I participate in a TDD Coding Dojo, where we try to practice pure TDD on simple problems. It occured to me however that the code which emerges from the unit tests isn’t the most efficient. Now this is fine most of the time, but what if the code usage grows so that efficiency becomes a problem.
I love the way the code emerges from unit testing, but is it possible to make the efficiency property emerge through further tests ?
Here is a trivial example in ruby: prime factorization. I followed a pure TDD approach making the tests pass one after the other validating my original acceptance test (commented at the bottom).

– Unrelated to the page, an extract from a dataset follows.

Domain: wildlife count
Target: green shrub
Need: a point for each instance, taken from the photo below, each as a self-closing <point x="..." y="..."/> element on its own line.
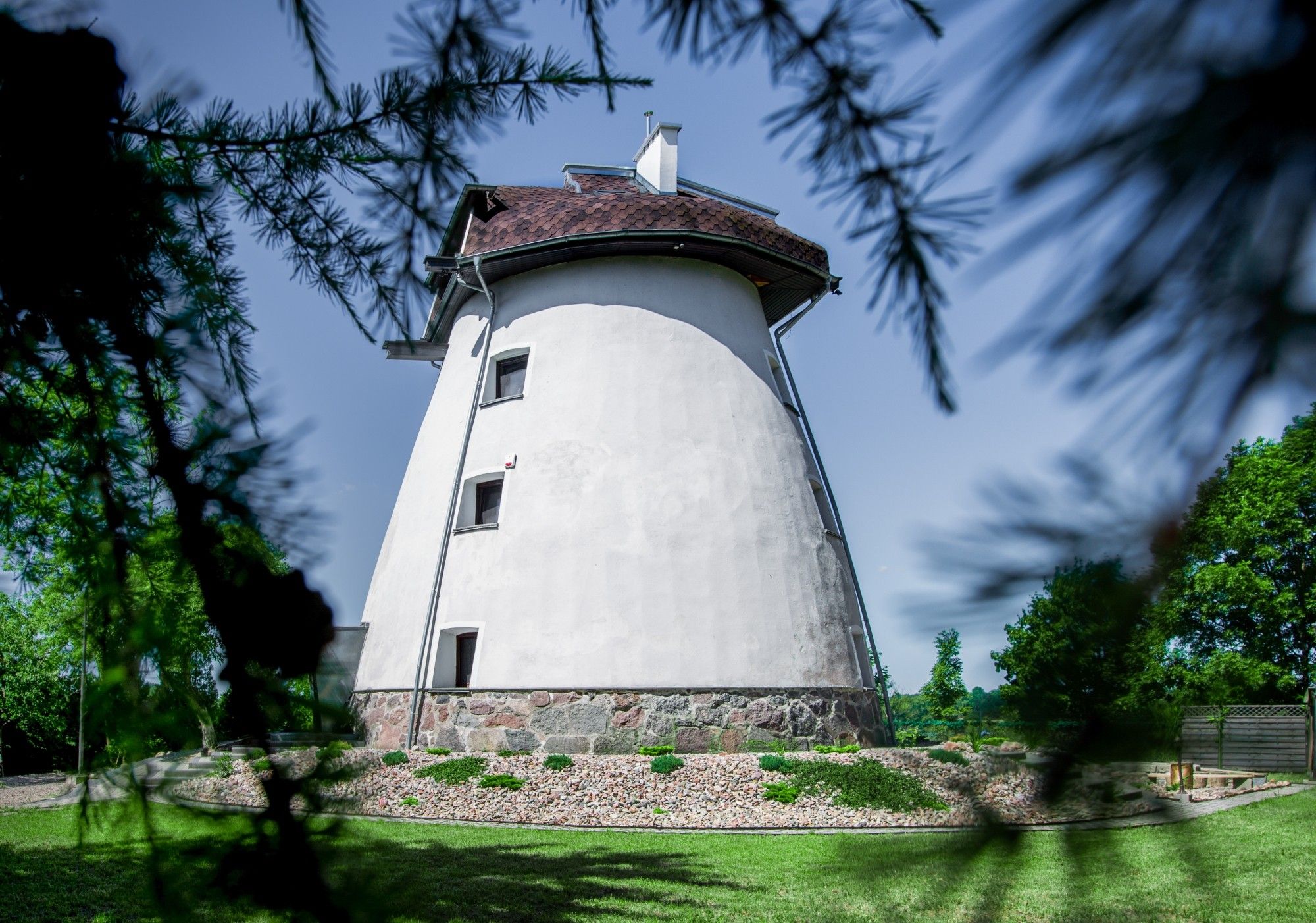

What further steps could I take, if I wanted to make one of the generic prime factorization algorithms emerge ? To reduce the problem domain, let’s say I want to get a quadratic sieve implementation … Now in this precise case I know the “optimal algorithm, but in most cases, the client will simply add a requirement that the feature runs in less than “x” time for a given environment.
require 'shoulda'
require 'lib/prime'
class MathTest < Test::Unit::TestCase
context "The math module" do
should "have a method to get primes" do
assert Math.respond_to? 'primes'
end
end
context "The primes method of Math" do
should "return [] for 0" do
assert_equal [], Math.primes(0)
end
should "return [1] for 1 " do
assert_equal [1], Math.primes(1)
end
should "return [1,2] for 2" do
assert_equal [1,2], Math.primes(2)
end
should "return [1,3] for 3" do
assert_equal [1,3], Math.primes(3)
end
should "return [1,2] for 4" do
assert_equal [1,2,2], Math.primes(4)
end
should "return [1,5] for 5" do
assert_equal [1,5], Math.primes(5)
end
should "return [1,2,3] for 6" do
assert_equal [1,2,3], Math.primes(6)
end
should "return [1,3] for 9" do
assert_equal [1,3,3], Math.primes(9)
end
should "return [1,2,5] for 10" do
assert_equal [1,2,5], Math.primes(10)
end
end
# context "Functionnal Acceptance test 1" do
# context "the prime factors of 14101980 are 1,2,2,3,5,61,3853"do
# should "return [1,2,3,5,61,3853] for ${14101980*14101980}" do
# assert_equal [1,2,2,3,5,61,3853], Math.primes(14101980*14101980)
# end
# end
# end
end
and the naive algorithm I created by this approach
module Math
def self.primes(n)
if n==0
return []
else
primes=[1]
for i in 2..n do
if n%i==0
while(n%i==0)
primes<<i
n=n/i
end
end
end
primes
end
end
end
edit 1 Judging from the first answers, I guess I wasn’t clear in my initial description: the performance test is not a standard part of my unit test, it is a new acceptance test written to answer a specific requirement from the client.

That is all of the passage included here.